Di Hari Anti Korupsi, Kejari Ternate Selamatkan Kerugian Negara Rp 1,8 Miliar Sepanjang 2025
TERNATE – Memperingati Hari Anti Korupsi, Kejaksaan Negeri Ternate, Maluku Utara membeberkan capaian penyelamatan kerugian negara sepanjang Januari hingga Desember 2025 yang mencapai Rp 1,841 miliar lebih. Nilai tersebut berasal dari setoran uang denda, uang rampasan, uang pengganti, hingga uang titipan hasil sitaan dari berbagai perkara korupsi.
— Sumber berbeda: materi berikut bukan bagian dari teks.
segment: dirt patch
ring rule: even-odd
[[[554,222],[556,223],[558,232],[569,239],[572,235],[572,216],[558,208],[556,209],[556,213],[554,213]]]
Kepala Kejari Ternate Syamsidar Monoarfa melalui Kasi Intel Aan Syaeful Anwar menyatakan, penyelamatan kerugian negara ini merupakan hasil penanganan sejumlah perkara korupsi yang telah dituntaskan selama tahun berjalan.
“Selama periode Januari hingga Desember 2025, termasuk uang titipan yang ada di RPL Seksi Tindak Pidana Khusus,” ungkap Aan saat dikonfirmasi di kantornya, Senin (8/12/2025).
Rincian Kasus yang Berhasil Menyelamatkan Uang Negara
Sejumlah perkara yang menyumbang pemulihan kerugian negara tersebut antara lain:
Korupsi belanja sembako Covid-19 Biro Kesra Pemprov Malut (TA 2020) tersangka Ir. Frans Tandean menyetor:
Uang denda: Rp 50 juta. Uang pengganti: Rp 360 juta.Uang rampasan: Rp 45 juta (Disetor 18 Maret 2025). Korupsi belanja BTT Covid-19 BPKAD–BPBD Kota Ternate (TA 2021).Nuryani Achmad: Rp 16 juta.Pandan Arum Ayu Darmayanti: Rp 21,1 juta
(Disetor 21 Mei 2025).Kasus gratifikasi, pemerasan, dan pencucian uang di Halmahera Selatan (2019–2021)
Tersangka Yoga Adikonang: uang rampasan Rp 954.856.855 (Disetor 28 Mei 2025), korupsi penyertaan modal PT Alga Kastela Bahari Berkesan, Sarman Saroden: uang pengganti Rp 94,5 juta
Disetor 28 Juli 2025, korupsi pengadaan nautika dan alat simulasi Dikbud Malut (2019),Ibrahim Ruray: uang denda Rp 300 juta (Disetor 28 Juli 2025)
Total keseluruhan setoran mencapai Rp 1.841.456.855. Uang Titipan RPL: Rp 48,2 Juta. Selain penyetoran langsung, ada pula uang sitaan yang dititipkan ke RPL (Rekening Pemerintah Lainnya) dengan total Rp 48.231.900, terdiri dari
Kasus korupsi hibah BPKAD Ternate ke KONI (2017 – 2018): Rp 16.935.900
Kasus penggelapan retribusi Dinas Koperasi dan UKM Ternate (2022–2024): Rp 31.236.000
Ia menegaskan, capaian ini menjadi bukti komitmen Kejari Ternate dalam memberantas korupsi dan memulihkan keuangan negara.
“Ini menjadi bagian dari upaya kami untuk memaksimalkan penyelamatan kerugian keuangan negara,” tutupnya.